Appendix A: Experiment Sign-Up Forms
Structured Methods Experiment
Political Affiliation: (circle one) Democrat
Instruction Session Dates/Times: (Rank preferences 1-4, 1=highest, 4=lowest)
Monday, 13 October 2008 – 5:00pm
Tuesday, 14 October 2008 – 6:00pm
Wednesday, 15 October 2008 – 5:00pm
Thursday, 16 October 2008 – 6:00pm
Upon completion, please return this form to Drew Brasfield or Travis Senor in CIRAT. Contact Info: firstname.lastname@example.org (205)542-8892 Appendix B: Experiment Consent Forms
Structured methods thesis Experiment Participation Consent Form
The purpose of this research is to gauge factors of interest in various analytic methodologies.

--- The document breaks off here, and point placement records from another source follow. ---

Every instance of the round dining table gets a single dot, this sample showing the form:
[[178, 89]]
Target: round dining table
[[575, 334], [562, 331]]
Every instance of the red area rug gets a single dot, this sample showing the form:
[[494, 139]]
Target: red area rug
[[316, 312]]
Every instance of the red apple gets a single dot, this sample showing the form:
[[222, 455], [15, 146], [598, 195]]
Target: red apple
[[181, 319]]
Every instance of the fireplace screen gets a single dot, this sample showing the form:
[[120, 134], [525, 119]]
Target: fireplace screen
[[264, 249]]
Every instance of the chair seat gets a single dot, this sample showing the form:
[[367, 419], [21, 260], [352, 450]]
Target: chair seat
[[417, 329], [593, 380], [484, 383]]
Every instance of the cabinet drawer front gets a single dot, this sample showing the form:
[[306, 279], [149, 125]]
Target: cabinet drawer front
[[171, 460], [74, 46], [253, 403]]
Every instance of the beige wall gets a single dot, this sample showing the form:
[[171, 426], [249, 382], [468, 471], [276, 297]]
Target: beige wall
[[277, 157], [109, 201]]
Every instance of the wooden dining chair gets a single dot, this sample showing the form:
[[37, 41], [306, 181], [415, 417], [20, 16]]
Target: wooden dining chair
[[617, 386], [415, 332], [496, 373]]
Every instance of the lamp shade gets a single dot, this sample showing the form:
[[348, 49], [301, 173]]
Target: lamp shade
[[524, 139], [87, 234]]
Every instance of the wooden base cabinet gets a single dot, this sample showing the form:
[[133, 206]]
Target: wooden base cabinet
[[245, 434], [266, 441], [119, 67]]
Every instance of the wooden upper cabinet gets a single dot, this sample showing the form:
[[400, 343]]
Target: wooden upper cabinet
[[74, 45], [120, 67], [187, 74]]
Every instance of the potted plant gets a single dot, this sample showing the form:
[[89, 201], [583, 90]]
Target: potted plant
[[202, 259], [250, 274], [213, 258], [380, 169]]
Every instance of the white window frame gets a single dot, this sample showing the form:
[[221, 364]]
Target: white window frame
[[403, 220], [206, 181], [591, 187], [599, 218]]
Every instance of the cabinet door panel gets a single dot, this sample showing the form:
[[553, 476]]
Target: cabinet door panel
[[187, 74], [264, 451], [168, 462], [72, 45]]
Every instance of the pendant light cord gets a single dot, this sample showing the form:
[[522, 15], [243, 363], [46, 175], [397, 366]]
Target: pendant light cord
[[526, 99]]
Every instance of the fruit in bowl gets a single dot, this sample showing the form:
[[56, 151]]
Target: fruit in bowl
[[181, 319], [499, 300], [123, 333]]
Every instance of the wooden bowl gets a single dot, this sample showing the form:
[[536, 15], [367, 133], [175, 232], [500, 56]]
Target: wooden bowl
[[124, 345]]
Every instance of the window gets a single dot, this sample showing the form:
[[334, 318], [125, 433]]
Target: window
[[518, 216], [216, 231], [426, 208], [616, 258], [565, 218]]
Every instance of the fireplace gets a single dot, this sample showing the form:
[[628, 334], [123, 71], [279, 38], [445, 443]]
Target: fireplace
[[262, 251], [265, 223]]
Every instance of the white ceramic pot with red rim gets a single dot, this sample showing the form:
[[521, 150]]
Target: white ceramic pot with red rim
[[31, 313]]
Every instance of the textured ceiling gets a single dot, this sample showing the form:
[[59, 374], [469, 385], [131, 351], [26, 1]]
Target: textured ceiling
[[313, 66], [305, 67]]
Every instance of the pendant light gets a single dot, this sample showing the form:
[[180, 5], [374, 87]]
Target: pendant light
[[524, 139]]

Your participation involves a short instruction period, evaluating an intelligence scenario, and returning it to the administrator of the experiment. The instruction session should last no longer than 60 minutes and the evaluation can be completed at your convenience within the period of a week. Your name WILL NOT appear in any information disseminated by the researcher. Your name will only be used to notify professors of your participation in order for them to assign extra credit.
There are no foreseeable risks or discomforts associated with your participation in this study. Participation is voluntary and you have the right to opt out of the study at any time for any reason without penalty.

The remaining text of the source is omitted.